At the Smart Cities Connect Conference and Expo in Austin, TX, this week, leaders from cities across the globe joined together with private companies, nonprofits and researchers to discuss the rapidly evolving world of so-called smart cities. However, the definition of a smart city is far from absolute, as everyone seemed to offer a different take on the concept.
We gathered insights from eight industry leaders — through panels and interviews — on how to define the concept of a smart city. Do you have a different definition to share? Let us know.
"The smart city is a city that anticipates future need in a really elegant way. And elegant means taking a look at the confluence of function, resilience, sustainability, wellness — it’s all of it. Even though 'smart' seems to be synonymous with technology, it certainly goes way beyond the technology. What does it accomplish, and how does it improve the lives of the citizens?"
— Elizabeth Heider, Chief Sustainability Officer, Skanska USA
"I know this will not make me popular, but my definition of a smart city is a city where the majority of adults know the basics of science and math. If you don't have that, you can't have a discussion with the population. But I know that's not what they're talking about at this conference. 'Smart cities' is probably a bundle of technology that can help us get more data and make decisions that also might help us respond more quickly to situations. Beyond that, I look quickly past that term to see if it's actually something we can use."
— Jerry Tinianow, Chief Sustainability Officer, City of Denver
"A smart city is a city that yes, uses technology, that yes, is operating in a resilient and renewable way. But at its very core, a smart city is a city that has truly been able to look inside itself to identify what its challenges are, what its people and residents need to have the quality of life they want, and to uniquely craft solutions to enable the city to be able to deal with those challenges."

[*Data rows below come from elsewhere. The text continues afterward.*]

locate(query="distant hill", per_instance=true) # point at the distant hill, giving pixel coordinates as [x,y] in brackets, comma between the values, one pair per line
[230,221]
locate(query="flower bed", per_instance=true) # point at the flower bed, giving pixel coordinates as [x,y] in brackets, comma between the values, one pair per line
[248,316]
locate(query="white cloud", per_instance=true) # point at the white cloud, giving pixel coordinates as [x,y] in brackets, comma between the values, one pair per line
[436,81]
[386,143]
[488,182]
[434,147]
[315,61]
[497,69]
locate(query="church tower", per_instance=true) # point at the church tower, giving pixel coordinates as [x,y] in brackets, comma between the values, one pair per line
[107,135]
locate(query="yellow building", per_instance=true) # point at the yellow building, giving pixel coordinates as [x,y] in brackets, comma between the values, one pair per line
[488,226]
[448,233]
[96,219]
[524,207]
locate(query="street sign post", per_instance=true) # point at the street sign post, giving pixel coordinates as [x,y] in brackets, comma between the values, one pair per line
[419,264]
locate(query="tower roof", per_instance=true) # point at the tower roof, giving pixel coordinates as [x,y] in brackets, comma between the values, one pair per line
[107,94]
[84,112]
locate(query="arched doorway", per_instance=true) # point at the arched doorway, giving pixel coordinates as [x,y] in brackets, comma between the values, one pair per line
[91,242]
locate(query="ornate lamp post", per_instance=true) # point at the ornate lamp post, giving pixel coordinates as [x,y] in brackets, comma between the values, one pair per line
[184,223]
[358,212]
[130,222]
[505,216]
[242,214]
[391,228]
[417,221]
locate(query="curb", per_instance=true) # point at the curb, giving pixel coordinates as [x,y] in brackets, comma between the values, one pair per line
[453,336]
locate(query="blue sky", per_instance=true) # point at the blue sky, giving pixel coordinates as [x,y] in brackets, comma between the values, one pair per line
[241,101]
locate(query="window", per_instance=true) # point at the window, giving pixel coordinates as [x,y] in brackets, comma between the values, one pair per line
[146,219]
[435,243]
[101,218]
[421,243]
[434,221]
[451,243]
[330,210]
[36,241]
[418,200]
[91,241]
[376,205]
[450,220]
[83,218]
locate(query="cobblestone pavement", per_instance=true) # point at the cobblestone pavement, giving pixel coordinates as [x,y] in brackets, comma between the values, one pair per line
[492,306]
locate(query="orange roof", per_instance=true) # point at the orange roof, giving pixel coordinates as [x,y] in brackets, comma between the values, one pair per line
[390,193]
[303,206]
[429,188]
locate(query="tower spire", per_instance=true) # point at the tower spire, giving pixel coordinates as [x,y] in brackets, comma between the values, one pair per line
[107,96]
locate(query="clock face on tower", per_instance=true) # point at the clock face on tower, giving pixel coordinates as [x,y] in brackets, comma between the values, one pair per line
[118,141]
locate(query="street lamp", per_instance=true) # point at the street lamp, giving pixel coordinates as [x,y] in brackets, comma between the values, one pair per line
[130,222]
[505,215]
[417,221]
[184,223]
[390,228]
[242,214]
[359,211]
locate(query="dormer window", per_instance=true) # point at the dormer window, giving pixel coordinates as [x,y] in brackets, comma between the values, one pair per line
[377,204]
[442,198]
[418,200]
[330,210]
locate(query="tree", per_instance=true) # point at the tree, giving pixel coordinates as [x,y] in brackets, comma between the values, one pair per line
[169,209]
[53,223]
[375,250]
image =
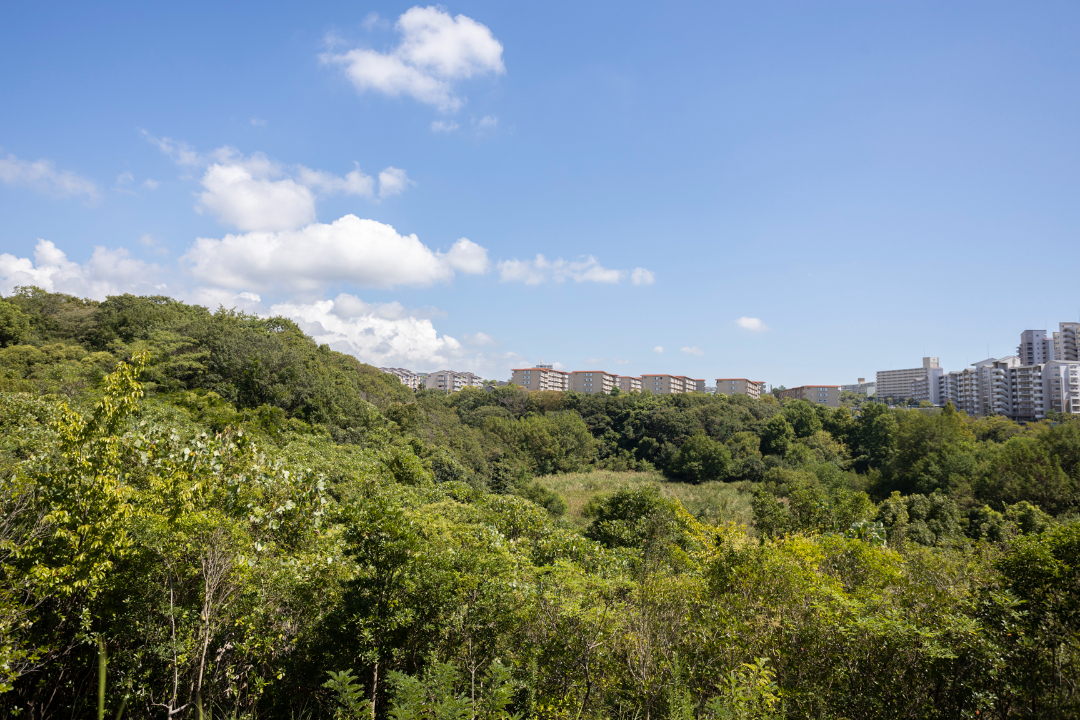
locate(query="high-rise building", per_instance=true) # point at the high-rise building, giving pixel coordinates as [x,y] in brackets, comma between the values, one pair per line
[593,381]
[1066,342]
[451,381]
[918,383]
[823,394]
[1035,348]
[541,378]
[740,386]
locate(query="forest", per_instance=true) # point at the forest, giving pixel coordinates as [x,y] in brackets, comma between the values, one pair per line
[206,514]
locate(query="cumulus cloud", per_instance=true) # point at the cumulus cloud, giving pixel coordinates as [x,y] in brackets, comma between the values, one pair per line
[753,324]
[376,334]
[540,270]
[364,253]
[435,51]
[106,272]
[443,126]
[256,193]
[42,176]
[480,339]
[248,202]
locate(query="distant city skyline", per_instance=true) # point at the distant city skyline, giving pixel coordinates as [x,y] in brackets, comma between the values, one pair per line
[801,193]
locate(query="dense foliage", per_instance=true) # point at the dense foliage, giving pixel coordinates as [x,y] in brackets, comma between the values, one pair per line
[252,525]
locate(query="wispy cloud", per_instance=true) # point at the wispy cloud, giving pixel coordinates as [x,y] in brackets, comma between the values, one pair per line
[42,176]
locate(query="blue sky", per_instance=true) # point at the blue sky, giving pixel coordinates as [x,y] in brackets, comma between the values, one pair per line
[863,184]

— Steve Adler, Mayor of Austin, TX
"Smart cities to us mean having a very robust network and communications backbone across the city that allows us to take advantage of technology and data tools to better serve our residents, promote economic development, promote sustainability efforts, and be more responsive to our citizens' needs. Sustainability and smart are definitely connected. You cannot claim to be a smart city if you’re not sustainable."
— Dennis Gakunga, Chief Sustainability Officer, City of Chula Vista, CA
"It's a city where the city services are provided easily, affordably; the citizens are able to connect with their government; the government is able to anticipate and provide improved services in an economic fashion and, as importantly, to create a livable city and a socially vibrant city along with [dealing] with the environmental side and being socially responsible."
— Jeff Cassis, SVP of Systems and Services, Philips Lighting
"A smart city is a government that uses information technology to improve the lives of its citizens."
— Jennifer Robinson, Director of Local Government Solutions, SAS
"What we speak of as 'smart city 1.0' was really focused on city hall. 'Smart city 2.0' is focused on technology, but it's with the citizen first. You have to engage the entire community to successfully enable a smart city."
— Jori Mendel, Director of Sales, AT&T Smart Cities
"When we look at the smart city, it means so many things to different people ... We see this architecture battle that's happening right now. There's three distinct architectures. There's this incumbent architecture — siloed, closed, proprietary standards, and most of the city is built on this incumbent architecture. Then what you have is the monolith architecture, so this is big, usually multinational companies that come in and rightfully say, 'You have all of this proprietary closed stuff, let us come in as a system integrator and we'll glue it all together' ... You essentially trade a siloed, closed architecture for a monolithic, closed architecture ... And then the third architecture is what we called the open architecture, or the standards-based architecture ... The cities certainly gravitate to that for lots of reasons, some good, some bad ... For me, a smart city means standards-based open architecture, we just have to get kind of unstuck from the [monolithic]."